Creating and using an emergency repair system

The emergency repair system provides an alternative way for administrators to investigate and repair database-backed resources such as process instances. By using the emergency repair system, you can investigate and repair your system even if all application cluster members are busy or down and cannot be started again (for example, because of a severe error like an infinite loop in a process application).

About this task

To be prepared for setting up an emergency repair system quickly, you can create the configuration properties file in advance and define a target system and server. Do not create the server, however, because servers require active maintenance even if they are not used. This strategy enables quick setup in case of an emergency without additional ongoing maintenance.

Use the emergency repair system only to get the system into a state in which the other servers can be restarted. The emergency repair system does not create work or process already-started work. It does not drive or change transactional recovery or peer recovery, which are handled by other parts of the system.

The following diagram shows a sample cell. Certain features are explicit to show how the emergency repair system works.

Diagram of a cell, described in the following text.

This cell has one deployment manager and two custom nodes.
This cell has a three-cluster deployment environment.
As is true for all cells, the business process definition (BPD) engine runs in the application cluster and uses tables in the IBM® BPM database (BPMDB) for process data. The Event Manager and Process Admin Console are also in the application cluster.
Incoming HTTP and HTTPS requests are routed through an HTTP server. The HTTP server knows the endpoints and context roots of the deployed web modules (such as the Process Admin Console) because of the generated plugin-cfg.xml file.
JVMs that can use peer recovery are configured to store their transaction logs on a shared file system. Each cluster member has access to the transaction logs of the other cluster members.

The following diagram shows the same cell with the emergency repair system active.

Diagram of a cell using an emergency repair system, described in the following text.

Only one member of the application cluster is running. No support cluster or messaging engine cluster members are running.
No Event Manager is running.
Incoming HTTP and HTTPS requests are not routed to the emergency repair system. Administrators can access the Process Admin Console directly by using the host:port of the cluster member.
The transaction log locations are not configured in the emergency repair system to prevent it from attempting peer recovery.

Procedure

To create and start an emergency repair system, complete the following steps:

Create and federate a node.
Create a member of the application cluster.
1. To configure the server as an emergency repair server, create an XML file and name it 120ERS.xml or 120EmergencyRepairMode.xml. The file must contain the following text:
```
<?xml version="1.0" encoding="UTF-8" ?>
  <properties>
    
    <common merge="mergeChildren">
      <ers-mode merge="replace">true</ers-mode>
    </common>
    <event-manager>
      <scheduler>
        <start-paused merge="replace">true</start-paused>
      </scheduler>
    </event-manager>
  </properties> 
```
2. Copy the XML file into the config directory of the repair node on the deployment manager in the same directory as the 100Custom.xml file. The settings are replicated from the deployment manager server to the repair node when the node is started.
To start the emergency repair system, start the cluster member.
Important:
- Do not start the emergency repair system when the other IBM Business Process Manager servers are running.
- To prevent the application cluster from attempting peer recovery, do not configure the transaction log locations for the application cluster.
- Point the browser directly to the endpoint of the cluster member. Ensure that the emergency repair system cannot be reached from the HTTP server.
To verify that you successfully created an emergency repair system, log on to the Process Admin Console of the cluster member. The main page shows the following text: This system is configured as an emergency repair system.

Results

The ers-mode parameter limits the commands and user interfaces that are available to the emergency repair server.

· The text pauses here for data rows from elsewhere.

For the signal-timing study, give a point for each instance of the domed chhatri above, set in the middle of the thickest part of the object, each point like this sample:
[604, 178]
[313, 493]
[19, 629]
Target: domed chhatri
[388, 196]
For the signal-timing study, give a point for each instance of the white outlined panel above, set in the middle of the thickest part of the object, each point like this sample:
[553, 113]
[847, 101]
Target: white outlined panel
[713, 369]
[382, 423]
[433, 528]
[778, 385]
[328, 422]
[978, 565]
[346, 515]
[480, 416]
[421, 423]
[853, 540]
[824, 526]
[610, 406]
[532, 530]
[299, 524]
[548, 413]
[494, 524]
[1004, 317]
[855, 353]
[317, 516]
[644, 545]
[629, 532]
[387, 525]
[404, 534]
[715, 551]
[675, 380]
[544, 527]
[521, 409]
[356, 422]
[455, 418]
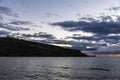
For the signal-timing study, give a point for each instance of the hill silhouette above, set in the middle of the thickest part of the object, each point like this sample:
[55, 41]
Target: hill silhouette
[18, 47]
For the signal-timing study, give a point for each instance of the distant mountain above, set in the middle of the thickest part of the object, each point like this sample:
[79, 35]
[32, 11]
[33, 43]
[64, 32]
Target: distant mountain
[17, 47]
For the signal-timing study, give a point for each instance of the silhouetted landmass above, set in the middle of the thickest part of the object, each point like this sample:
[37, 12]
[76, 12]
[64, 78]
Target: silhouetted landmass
[17, 47]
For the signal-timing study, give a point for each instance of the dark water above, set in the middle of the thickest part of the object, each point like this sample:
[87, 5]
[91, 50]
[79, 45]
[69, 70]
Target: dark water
[70, 68]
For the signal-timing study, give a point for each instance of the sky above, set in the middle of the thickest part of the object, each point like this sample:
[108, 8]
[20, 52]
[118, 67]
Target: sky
[92, 26]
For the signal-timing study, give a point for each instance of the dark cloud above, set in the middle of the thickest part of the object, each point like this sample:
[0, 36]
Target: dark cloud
[7, 11]
[21, 22]
[87, 19]
[114, 8]
[12, 28]
[52, 15]
[102, 27]
[40, 35]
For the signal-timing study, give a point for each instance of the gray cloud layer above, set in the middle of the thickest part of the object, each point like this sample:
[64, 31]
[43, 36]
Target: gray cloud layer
[7, 11]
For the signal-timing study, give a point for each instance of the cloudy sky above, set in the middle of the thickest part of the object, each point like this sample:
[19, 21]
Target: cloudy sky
[92, 26]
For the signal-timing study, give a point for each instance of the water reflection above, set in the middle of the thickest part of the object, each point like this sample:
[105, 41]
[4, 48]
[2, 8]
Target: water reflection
[59, 68]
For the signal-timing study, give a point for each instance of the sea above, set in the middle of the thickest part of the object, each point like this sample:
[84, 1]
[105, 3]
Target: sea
[59, 68]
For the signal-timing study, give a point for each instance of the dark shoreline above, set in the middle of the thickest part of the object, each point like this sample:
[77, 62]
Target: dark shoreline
[11, 47]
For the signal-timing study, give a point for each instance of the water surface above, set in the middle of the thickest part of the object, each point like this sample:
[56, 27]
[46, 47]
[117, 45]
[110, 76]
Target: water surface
[59, 68]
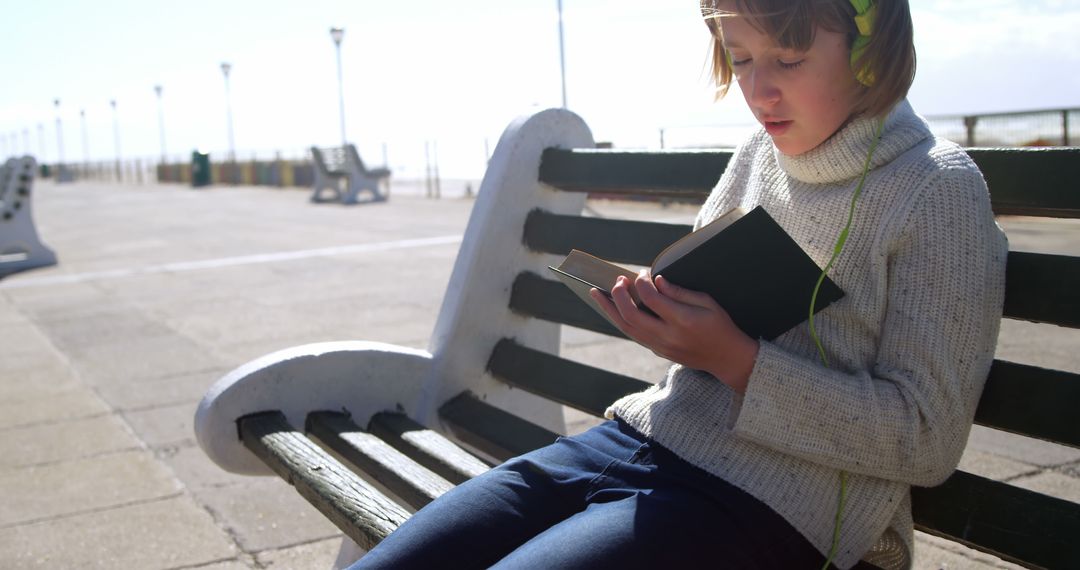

In the Process Admin Console, only certain elements are visible, depending on the area.

In the Process Inspector area, all functions are available.
In the Server Admin area, the following functions are available:
- IBM BPM > Task Cleanup
- Event Manager > Blackout Periods
- Event Manager > Synchronous Queues
- Admin Tools > Manage EPVs
- Alert Definitions > Process Instance Alerts
- Alert Definitions > Task Alerts
In the Installed Apps area, the overview page is available. The following actions are available:
- Activate Application
- Deactivate Application
- Make Default Version
The following tabs are available:
- Exposing
- Servers
- Environment Vars
- Event Subscriptions

The following wsadmin commands are supported:

What to do next

After you complete the repairs, shut down the emergency repair system. The emergency repair system must not be running when the other IBM BPM servers are running.